After clustering the trajectories for the complexes, we calculated the binding energies using the PRODIGY web server (Figure 2 G). For GRP78-RBDs complexes (green), the omicron and lambda variants show enhanced binding affinity compared to WT, while C36 and delta variants show the same affinity as WT. This coincides with our previous results published earlier in this journal (4). On the other hand, for the ACE2-RBDs complexes (blue), the delta, delta+, lambda, and C36 variants show enhanced affinity compared to WT.

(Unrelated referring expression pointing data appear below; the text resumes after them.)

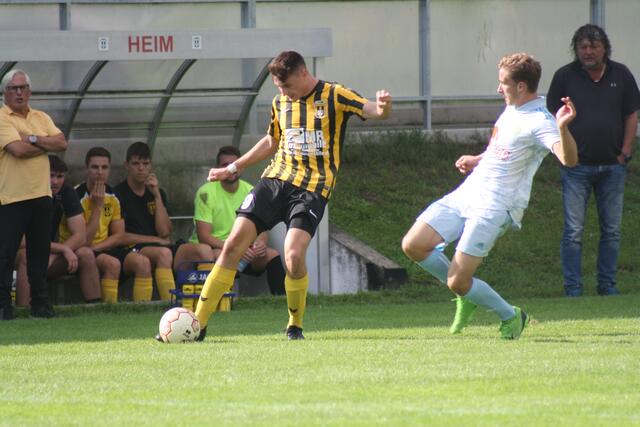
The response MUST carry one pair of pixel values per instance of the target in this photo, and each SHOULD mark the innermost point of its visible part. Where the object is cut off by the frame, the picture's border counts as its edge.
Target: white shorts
(476, 234)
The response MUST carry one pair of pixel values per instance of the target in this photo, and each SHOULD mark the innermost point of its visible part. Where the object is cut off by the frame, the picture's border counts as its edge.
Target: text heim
(149, 44)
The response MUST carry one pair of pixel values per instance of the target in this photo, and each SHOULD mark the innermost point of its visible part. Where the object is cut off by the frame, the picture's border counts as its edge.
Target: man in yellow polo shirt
(26, 135)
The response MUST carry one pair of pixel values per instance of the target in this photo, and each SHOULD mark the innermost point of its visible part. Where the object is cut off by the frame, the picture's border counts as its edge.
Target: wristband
(232, 168)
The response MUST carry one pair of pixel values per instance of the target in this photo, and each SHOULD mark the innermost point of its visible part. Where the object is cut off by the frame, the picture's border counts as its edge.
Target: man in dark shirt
(607, 97)
(68, 257)
(147, 222)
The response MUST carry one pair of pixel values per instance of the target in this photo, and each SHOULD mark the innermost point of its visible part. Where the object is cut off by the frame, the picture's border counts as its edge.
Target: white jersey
(502, 180)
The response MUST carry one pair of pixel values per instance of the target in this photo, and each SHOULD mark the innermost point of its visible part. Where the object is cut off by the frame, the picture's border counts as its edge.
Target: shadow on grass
(264, 317)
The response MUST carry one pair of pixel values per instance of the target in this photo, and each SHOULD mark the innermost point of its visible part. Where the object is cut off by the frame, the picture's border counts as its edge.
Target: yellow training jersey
(110, 212)
(310, 133)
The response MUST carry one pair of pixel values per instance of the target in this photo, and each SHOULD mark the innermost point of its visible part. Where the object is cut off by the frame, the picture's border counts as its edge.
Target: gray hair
(10, 75)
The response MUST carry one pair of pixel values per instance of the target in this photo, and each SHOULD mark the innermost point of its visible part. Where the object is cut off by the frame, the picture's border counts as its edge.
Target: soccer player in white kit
(493, 197)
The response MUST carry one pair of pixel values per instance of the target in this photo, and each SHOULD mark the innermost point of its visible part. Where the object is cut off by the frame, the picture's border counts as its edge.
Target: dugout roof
(144, 84)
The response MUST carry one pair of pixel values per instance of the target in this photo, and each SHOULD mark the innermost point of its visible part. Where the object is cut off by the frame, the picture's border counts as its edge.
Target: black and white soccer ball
(179, 325)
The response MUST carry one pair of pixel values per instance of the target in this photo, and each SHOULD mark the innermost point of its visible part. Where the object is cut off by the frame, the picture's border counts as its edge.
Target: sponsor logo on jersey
(248, 201)
(302, 142)
(320, 109)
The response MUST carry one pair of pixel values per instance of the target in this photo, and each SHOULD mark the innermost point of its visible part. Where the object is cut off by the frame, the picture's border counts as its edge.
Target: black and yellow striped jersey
(310, 133)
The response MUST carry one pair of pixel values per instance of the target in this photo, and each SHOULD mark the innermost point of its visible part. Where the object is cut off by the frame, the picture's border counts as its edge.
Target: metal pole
(249, 68)
(425, 61)
(597, 12)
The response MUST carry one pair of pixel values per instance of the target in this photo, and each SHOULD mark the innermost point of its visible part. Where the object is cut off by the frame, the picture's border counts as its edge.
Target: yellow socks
(142, 289)
(109, 290)
(296, 298)
(208, 266)
(165, 282)
(218, 282)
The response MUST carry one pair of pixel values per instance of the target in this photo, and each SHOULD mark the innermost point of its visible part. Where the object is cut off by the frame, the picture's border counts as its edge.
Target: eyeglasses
(15, 89)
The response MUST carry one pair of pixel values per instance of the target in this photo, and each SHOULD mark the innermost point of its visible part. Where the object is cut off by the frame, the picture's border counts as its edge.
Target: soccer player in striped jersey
(495, 194)
(305, 137)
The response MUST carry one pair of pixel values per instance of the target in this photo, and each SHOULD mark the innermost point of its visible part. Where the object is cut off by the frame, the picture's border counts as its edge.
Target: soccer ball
(179, 325)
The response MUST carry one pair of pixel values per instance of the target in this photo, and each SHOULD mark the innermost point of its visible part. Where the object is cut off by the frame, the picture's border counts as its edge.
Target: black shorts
(120, 253)
(174, 247)
(272, 201)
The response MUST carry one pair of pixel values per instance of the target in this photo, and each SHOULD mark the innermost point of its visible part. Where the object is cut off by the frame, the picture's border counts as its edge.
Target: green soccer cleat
(464, 314)
(294, 333)
(512, 329)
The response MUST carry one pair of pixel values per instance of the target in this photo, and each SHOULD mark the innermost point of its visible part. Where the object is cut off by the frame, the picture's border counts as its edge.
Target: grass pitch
(364, 362)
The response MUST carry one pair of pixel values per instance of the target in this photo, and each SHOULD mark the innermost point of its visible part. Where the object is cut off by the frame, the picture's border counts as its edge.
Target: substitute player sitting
(494, 196)
(105, 231)
(305, 138)
(71, 255)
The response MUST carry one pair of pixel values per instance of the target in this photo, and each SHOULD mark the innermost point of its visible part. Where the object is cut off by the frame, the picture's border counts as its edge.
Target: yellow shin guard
(296, 298)
(165, 282)
(218, 282)
(109, 290)
(142, 289)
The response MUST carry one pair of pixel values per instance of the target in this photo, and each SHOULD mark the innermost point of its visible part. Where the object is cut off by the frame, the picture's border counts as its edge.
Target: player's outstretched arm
(264, 148)
(380, 109)
(467, 163)
(566, 150)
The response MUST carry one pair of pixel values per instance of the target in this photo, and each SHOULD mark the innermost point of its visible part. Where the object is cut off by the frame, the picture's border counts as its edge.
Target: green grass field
(379, 358)
(365, 362)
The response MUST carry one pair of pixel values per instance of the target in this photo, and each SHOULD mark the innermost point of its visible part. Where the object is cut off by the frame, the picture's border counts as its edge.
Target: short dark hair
(285, 64)
(522, 67)
(56, 164)
(227, 150)
(593, 33)
(139, 149)
(96, 152)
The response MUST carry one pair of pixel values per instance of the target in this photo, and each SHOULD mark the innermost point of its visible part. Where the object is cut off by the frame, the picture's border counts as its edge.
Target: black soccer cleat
(6, 313)
(294, 333)
(203, 333)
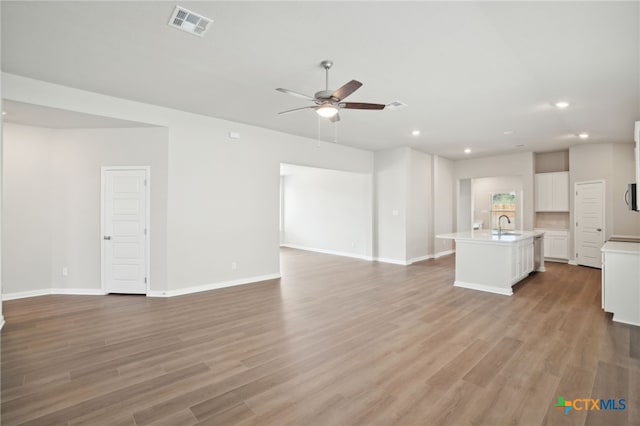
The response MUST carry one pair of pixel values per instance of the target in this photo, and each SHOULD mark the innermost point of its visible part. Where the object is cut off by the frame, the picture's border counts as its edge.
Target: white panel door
(589, 217)
(125, 231)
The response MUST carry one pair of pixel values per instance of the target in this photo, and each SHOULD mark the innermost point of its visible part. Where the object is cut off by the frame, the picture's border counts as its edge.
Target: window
(503, 203)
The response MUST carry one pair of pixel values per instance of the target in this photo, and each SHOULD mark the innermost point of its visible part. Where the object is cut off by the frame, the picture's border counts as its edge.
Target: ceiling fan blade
(292, 110)
(360, 105)
(296, 94)
(346, 90)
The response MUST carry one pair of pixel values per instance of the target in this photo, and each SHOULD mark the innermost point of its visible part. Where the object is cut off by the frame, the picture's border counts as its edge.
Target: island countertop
(488, 236)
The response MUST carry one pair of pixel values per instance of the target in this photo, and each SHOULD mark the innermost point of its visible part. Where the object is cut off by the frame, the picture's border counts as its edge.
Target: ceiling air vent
(396, 105)
(190, 22)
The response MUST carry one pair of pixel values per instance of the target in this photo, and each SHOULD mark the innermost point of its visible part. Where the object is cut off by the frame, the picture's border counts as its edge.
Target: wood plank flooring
(336, 341)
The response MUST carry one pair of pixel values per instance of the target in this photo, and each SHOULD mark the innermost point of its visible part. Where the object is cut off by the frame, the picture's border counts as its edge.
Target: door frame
(147, 188)
(575, 210)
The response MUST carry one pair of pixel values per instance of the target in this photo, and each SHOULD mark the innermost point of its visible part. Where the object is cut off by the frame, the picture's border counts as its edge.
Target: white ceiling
(53, 118)
(469, 71)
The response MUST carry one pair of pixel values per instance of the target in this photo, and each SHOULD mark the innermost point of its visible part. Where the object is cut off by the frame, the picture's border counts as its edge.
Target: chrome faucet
(500, 226)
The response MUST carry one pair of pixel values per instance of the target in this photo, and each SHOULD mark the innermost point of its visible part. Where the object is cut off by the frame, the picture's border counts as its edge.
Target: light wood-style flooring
(336, 341)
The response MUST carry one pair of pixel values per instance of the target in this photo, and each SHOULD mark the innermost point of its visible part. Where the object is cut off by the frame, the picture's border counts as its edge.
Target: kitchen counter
(492, 263)
(488, 236)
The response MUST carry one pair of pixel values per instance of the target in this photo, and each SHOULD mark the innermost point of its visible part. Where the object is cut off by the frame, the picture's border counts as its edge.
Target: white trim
(213, 286)
(624, 321)
(490, 289)
(49, 291)
(392, 261)
(556, 260)
(147, 261)
(79, 291)
(420, 259)
(575, 209)
(25, 294)
(443, 253)
(332, 252)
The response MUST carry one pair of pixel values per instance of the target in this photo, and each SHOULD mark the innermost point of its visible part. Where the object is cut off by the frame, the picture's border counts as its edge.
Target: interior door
(124, 231)
(589, 218)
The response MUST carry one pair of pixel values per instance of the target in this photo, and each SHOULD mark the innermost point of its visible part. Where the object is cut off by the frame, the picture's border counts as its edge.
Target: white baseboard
(421, 258)
(213, 286)
(615, 319)
(496, 290)
(333, 252)
(393, 261)
(48, 291)
(553, 259)
(25, 294)
(443, 253)
(79, 291)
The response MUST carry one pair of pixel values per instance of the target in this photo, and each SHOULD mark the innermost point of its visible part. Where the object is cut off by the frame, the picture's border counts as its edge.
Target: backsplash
(552, 220)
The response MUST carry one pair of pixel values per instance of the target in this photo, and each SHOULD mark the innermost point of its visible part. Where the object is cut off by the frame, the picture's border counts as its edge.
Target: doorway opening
(125, 220)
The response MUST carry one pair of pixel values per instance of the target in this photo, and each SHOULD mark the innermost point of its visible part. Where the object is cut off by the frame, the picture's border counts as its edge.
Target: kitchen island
(490, 262)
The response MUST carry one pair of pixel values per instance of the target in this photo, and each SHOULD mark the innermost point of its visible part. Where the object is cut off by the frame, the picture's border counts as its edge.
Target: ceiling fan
(328, 102)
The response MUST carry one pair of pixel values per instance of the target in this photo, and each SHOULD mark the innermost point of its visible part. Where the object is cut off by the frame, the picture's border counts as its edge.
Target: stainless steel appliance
(631, 197)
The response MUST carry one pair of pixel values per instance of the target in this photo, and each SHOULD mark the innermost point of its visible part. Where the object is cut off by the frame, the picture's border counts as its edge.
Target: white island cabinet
(488, 262)
(621, 281)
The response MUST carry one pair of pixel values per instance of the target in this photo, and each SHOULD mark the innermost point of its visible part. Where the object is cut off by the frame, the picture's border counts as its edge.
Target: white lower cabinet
(522, 260)
(621, 281)
(556, 244)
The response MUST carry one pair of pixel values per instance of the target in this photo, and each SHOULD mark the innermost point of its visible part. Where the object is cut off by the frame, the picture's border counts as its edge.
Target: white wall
(464, 205)
(1, 171)
(482, 188)
(613, 163)
(223, 194)
(404, 215)
(328, 210)
(391, 179)
(52, 202)
(419, 207)
(443, 203)
(27, 208)
(517, 165)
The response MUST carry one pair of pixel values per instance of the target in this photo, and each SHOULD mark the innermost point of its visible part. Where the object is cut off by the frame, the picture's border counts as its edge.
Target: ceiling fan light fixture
(327, 110)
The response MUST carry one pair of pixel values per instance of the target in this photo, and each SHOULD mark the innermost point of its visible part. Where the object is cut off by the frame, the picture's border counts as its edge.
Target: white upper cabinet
(552, 192)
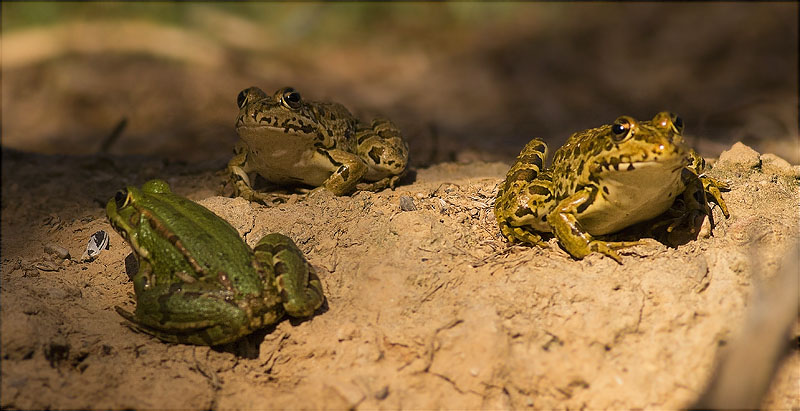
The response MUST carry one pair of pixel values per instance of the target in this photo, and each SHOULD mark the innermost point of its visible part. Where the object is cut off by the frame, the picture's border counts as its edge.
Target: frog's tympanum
(291, 141)
(198, 281)
(603, 180)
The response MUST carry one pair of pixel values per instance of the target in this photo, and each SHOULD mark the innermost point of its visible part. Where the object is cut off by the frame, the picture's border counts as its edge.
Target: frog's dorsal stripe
(164, 232)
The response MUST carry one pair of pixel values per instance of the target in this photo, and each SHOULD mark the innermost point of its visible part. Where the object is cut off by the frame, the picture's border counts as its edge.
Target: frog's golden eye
(669, 121)
(621, 129)
(241, 99)
(677, 122)
(121, 198)
(291, 98)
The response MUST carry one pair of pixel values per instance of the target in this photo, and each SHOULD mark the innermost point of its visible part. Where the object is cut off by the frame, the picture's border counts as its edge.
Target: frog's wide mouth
(671, 163)
(244, 129)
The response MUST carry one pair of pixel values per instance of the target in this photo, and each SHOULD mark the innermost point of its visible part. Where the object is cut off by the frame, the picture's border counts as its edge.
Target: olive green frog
(603, 180)
(289, 140)
(198, 281)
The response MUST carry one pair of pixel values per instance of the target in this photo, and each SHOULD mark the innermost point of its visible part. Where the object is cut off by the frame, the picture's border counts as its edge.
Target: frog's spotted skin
(290, 141)
(603, 180)
(198, 281)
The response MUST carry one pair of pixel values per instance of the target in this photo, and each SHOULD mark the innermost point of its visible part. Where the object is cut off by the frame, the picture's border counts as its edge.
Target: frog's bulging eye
(677, 121)
(621, 129)
(121, 198)
(241, 99)
(291, 98)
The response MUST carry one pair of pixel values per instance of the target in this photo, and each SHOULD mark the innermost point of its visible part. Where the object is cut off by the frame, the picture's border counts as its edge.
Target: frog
(603, 180)
(198, 282)
(291, 141)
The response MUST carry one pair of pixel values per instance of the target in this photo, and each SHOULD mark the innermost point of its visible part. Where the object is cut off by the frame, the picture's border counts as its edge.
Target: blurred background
(464, 81)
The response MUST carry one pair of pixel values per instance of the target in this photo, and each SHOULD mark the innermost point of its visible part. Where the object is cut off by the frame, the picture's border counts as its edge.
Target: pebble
(772, 164)
(407, 203)
(56, 250)
(739, 155)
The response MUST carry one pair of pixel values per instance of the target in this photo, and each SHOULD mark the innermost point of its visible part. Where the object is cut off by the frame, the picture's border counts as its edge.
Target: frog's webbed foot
(690, 210)
(350, 171)
(387, 182)
(571, 235)
(608, 247)
(522, 235)
(712, 187)
(298, 284)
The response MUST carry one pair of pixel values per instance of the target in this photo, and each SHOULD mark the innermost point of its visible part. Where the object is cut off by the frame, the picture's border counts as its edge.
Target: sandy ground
(425, 309)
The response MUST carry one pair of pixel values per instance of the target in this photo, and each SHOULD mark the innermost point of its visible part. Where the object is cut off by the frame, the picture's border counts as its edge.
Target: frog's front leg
(526, 197)
(238, 170)
(710, 185)
(692, 206)
(385, 152)
(350, 170)
(297, 282)
(566, 227)
(197, 313)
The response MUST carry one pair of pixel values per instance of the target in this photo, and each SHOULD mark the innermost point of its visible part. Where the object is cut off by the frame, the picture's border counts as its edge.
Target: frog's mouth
(257, 131)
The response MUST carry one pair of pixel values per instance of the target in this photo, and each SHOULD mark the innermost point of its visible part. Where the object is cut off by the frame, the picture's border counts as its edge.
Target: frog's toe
(519, 234)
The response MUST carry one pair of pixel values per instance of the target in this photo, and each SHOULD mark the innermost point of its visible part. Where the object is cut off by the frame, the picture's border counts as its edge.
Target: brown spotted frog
(289, 140)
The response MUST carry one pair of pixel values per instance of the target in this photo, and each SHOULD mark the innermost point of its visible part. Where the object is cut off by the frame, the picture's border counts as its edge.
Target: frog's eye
(669, 121)
(291, 98)
(677, 121)
(621, 129)
(121, 198)
(241, 99)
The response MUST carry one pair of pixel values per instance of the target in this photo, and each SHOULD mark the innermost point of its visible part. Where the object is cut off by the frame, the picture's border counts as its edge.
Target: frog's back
(213, 244)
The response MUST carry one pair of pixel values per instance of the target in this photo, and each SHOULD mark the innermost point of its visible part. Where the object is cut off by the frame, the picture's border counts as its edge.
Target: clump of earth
(427, 305)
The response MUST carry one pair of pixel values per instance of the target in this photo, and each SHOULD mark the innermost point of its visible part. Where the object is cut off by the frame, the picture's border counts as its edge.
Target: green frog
(603, 180)
(291, 141)
(198, 281)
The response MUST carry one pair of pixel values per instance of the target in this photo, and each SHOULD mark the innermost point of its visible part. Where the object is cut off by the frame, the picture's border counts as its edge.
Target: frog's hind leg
(298, 284)
(385, 152)
(188, 313)
(692, 207)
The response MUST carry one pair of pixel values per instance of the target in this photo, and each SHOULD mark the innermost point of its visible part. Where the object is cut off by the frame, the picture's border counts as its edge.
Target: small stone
(46, 266)
(57, 250)
(739, 155)
(407, 203)
(382, 393)
(772, 164)
(347, 331)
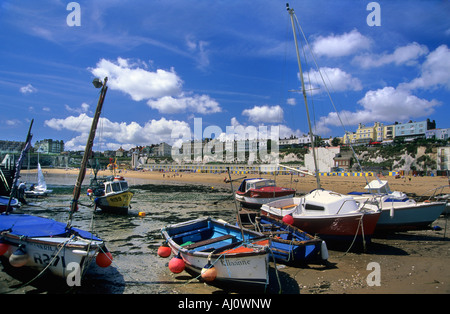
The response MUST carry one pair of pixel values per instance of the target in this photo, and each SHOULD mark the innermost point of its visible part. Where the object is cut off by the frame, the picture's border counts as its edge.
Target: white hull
(56, 254)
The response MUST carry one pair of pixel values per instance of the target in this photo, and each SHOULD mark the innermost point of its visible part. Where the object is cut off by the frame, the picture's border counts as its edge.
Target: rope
(44, 269)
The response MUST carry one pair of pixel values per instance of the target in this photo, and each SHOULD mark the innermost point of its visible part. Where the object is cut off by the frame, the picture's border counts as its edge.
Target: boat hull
(257, 202)
(235, 262)
(114, 203)
(292, 245)
(410, 217)
(337, 227)
(46, 244)
(4, 203)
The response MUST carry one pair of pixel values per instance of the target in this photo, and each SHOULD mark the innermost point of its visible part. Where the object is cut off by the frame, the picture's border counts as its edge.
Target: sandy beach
(410, 185)
(414, 262)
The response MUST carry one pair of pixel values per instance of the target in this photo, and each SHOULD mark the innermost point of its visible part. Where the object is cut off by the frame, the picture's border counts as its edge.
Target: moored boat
(328, 215)
(4, 200)
(288, 243)
(398, 211)
(206, 241)
(41, 188)
(111, 194)
(252, 193)
(45, 244)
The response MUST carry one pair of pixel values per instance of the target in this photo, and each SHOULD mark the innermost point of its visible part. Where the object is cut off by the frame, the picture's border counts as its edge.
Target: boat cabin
(255, 184)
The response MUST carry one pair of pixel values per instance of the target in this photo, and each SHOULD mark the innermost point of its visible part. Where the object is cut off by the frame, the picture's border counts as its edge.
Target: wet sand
(413, 185)
(414, 262)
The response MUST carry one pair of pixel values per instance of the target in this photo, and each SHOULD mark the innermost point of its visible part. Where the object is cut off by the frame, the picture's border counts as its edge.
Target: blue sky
(231, 63)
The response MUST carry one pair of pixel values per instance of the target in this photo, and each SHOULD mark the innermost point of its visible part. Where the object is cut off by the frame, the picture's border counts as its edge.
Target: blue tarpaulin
(34, 226)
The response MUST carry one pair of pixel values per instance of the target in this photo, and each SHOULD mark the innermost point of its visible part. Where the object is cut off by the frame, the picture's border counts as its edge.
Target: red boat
(331, 216)
(252, 193)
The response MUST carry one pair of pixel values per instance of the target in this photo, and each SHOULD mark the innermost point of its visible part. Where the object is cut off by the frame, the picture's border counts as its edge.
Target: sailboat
(327, 214)
(217, 251)
(45, 244)
(110, 193)
(398, 211)
(41, 188)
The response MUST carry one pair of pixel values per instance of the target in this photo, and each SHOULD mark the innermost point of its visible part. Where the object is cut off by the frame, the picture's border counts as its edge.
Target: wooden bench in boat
(208, 241)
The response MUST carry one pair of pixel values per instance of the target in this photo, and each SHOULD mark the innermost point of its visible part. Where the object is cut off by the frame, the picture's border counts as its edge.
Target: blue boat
(216, 251)
(289, 244)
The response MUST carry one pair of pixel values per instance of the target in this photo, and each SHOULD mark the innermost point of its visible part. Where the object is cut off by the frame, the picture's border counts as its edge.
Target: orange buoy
(19, 258)
(209, 272)
(288, 219)
(104, 258)
(164, 250)
(4, 247)
(176, 264)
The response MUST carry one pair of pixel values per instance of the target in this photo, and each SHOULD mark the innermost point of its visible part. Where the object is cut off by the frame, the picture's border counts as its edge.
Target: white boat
(206, 241)
(252, 193)
(41, 188)
(45, 244)
(330, 215)
(398, 211)
(110, 194)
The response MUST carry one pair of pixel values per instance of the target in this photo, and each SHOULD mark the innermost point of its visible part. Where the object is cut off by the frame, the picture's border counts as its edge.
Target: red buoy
(164, 251)
(176, 264)
(104, 259)
(4, 247)
(209, 272)
(288, 219)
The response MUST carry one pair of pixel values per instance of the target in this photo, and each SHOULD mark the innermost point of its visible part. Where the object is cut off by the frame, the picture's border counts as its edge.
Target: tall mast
(88, 150)
(291, 14)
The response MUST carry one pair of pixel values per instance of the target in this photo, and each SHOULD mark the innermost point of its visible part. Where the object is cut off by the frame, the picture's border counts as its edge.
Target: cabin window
(124, 185)
(116, 187)
(313, 207)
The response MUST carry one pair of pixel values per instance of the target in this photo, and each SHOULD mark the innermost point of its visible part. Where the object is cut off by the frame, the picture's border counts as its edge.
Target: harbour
(410, 262)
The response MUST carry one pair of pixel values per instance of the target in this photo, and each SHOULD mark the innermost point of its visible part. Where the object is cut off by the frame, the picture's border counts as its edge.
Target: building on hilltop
(49, 146)
(385, 133)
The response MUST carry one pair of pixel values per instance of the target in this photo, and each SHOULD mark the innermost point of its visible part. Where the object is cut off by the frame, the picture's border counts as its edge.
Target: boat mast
(18, 166)
(88, 150)
(291, 14)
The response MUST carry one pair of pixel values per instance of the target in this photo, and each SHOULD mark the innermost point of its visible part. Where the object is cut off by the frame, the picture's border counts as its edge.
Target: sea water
(132, 239)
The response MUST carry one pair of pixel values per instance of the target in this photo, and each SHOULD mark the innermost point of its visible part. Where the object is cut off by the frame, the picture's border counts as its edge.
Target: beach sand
(408, 263)
(411, 185)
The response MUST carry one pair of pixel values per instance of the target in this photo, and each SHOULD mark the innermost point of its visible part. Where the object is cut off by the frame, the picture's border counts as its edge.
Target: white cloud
(383, 105)
(407, 55)
(273, 114)
(117, 134)
(335, 78)
(341, 45)
(435, 71)
(130, 78)
(28, 89)
(161, 89)
(199, 48)
(196, 103)
(83, 108)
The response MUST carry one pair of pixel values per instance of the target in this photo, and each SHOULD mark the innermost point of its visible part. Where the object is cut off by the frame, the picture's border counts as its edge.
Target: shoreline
(413, 262)
(416, 186)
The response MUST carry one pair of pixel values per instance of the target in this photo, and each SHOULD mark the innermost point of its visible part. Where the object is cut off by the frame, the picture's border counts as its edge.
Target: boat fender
(176, 264)
(164, 251)
(104, 258)
(324, 251)
(288, 219)
(209, 272)
(4, 247)
(19, 258)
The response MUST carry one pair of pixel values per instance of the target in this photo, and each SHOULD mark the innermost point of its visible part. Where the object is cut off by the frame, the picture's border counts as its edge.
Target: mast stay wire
(327, 90)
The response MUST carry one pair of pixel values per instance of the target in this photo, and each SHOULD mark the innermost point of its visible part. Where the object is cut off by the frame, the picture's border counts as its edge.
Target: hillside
(418, 156)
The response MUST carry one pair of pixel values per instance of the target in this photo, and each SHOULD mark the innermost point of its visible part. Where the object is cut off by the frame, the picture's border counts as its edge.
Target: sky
(183, 69)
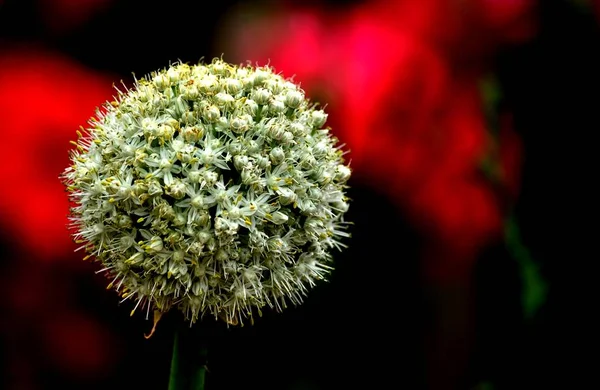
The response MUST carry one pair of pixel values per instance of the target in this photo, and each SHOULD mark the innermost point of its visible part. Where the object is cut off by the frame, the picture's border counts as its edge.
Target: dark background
(366, 328)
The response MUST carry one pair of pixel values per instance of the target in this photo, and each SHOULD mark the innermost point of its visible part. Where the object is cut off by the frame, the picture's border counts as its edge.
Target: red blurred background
(469, 125)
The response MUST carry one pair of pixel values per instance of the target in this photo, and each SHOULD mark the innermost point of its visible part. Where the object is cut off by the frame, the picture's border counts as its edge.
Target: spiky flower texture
(213, 188)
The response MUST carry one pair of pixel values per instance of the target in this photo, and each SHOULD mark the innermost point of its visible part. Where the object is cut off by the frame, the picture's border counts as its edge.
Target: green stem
(188, 363)
(175, 376)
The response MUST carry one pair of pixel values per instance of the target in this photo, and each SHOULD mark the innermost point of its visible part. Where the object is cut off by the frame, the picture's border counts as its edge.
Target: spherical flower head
(211, 188)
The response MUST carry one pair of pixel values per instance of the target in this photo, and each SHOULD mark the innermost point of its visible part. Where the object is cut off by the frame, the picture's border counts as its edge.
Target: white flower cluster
(211, 188)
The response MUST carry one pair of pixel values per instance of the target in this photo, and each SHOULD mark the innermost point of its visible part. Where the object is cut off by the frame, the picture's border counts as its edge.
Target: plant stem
(188, 363)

Conclusively, ACE2 and GRP78 can bind to, hence recognize, SARS-CoV-2 spike from different variants, including alpha, beta, delta, delta+, lambda, C36, and omicron. Accordingly, targeting these host-cell receptors would be successful in fighting the pandemic.

Conflict of Interest

All the authors declare no competing interest in this work.